Part 2: Summations: Size Distribution of Particles

In your worksheet you will find data on the atmosphere over Pasadena, California, in August and September of 1969. These data provide information about the size distribution of particles (all in the PM10 range).

Suppose we let p denote diameters of particles, and we let N(p) be a function whose value at p is the number of particles of size less than or equal to p in a cubic centimeter (cc) of air. N is called the size distribution function, and its derivative dN/dp is called the size density function. We have no way to measure N directly, but we can measure dN/dp with reasonable accuracy in the following way: By using filters for particles of sizes p and p + Delta-p (the second one first), we can measure the number Delta-N of particles between these two sizes.

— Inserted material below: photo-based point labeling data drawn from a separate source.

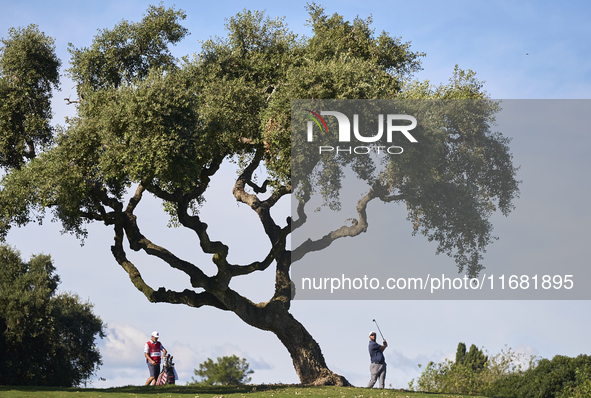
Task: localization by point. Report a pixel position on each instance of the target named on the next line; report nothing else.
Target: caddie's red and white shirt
(154, 350)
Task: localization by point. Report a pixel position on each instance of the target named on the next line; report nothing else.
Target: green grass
(178, 391)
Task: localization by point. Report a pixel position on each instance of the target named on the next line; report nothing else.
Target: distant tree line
(46, 338)
(507, 374)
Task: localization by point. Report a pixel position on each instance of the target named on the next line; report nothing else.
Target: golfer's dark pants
(378, 371)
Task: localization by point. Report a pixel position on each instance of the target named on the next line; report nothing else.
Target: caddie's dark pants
(378, 370)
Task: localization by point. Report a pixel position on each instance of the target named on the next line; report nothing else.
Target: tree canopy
(149, 124)
(46, 338)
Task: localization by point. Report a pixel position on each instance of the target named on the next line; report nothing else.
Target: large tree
(148, 124)
(46, 338)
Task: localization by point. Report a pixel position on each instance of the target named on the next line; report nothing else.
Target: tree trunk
(305, 352)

If the two sizes are close together, then Delta-N / Delta-p is approximately the value of dN/dp at the particular size p. These approximate rate-of-change numbers are tabulated in your worksheet.

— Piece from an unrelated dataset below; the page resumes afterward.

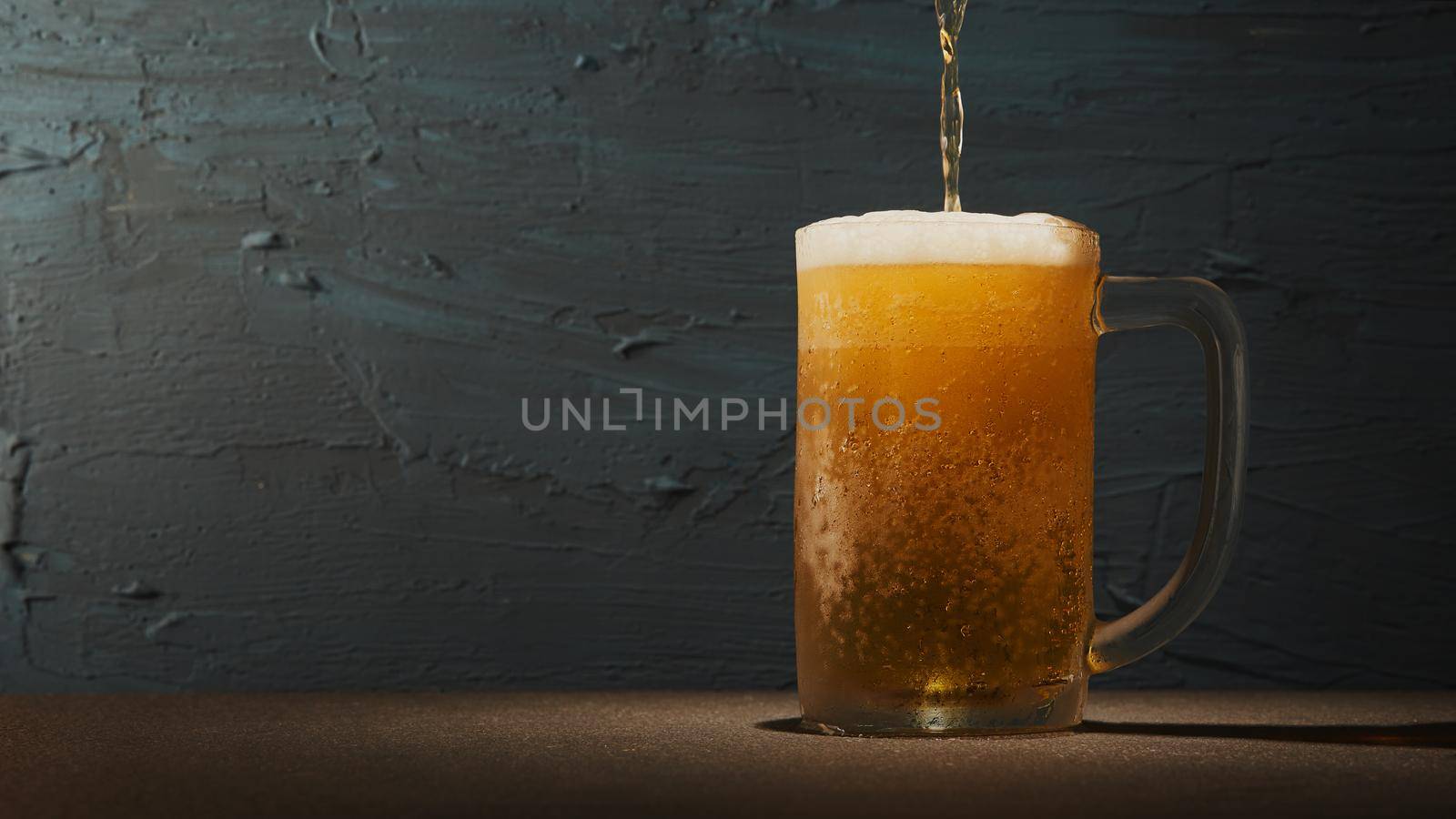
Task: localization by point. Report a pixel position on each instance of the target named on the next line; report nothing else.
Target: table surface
(695, 753)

1. Plot the data for dN/dP as a function of p. What do you see?
2. It's very difficult to get a good picture of data that vary as these do -- over nine orders of magnitude. Experiment with shorter intervals on the p-axis to see if you can get a sense of how the data vary.
3. Another way to plot data with such a large range of values is with a semilog graph. Do it. Now do you get a sense of how the size density function varies?
4. Zipf's Rank-Size Law, originally formulated as a principle in linguistics, asserts that things of widely varying sizes tend to be distributed like a decaying exponential function. (Reference: Herbert A. Simon, "The Sizes of Things," in Statistics: A Guide to the Unknown, edited by Judith Tanur, Wadsworth & Brooks/Cole, 1985.) Are sizes of particles in the atmosphere distributed according to Zipf's law? Explain.
5. In each size interval [p1,p2] we can count the number of particles: Delta-N = (Delta-N/Delta-p)xDelta-p. This is another instance of the familiar principle rise = rate times run. How many particles are there of size between 0.00875 and 0.0125 microns in a cc of air? Of size between 0.07 and 0.09 microns?
6. If we want to count all the particles (of the sizes for which we have data) in a cc of air, we could add up all the rises for all the size intervals. That would be very tedious if you had to do it for one interval at a time. Follow the instructions in your worksheet to carry out this calculation.
7. How many of the particles counted in the preceding step have diameters less than 2.5 microns? [A small change in the command you used in step 6 will answer this.] What percentage of the particles have diameters less than 2.5 microns (i.e., would be subject to the PM2.5 standard)?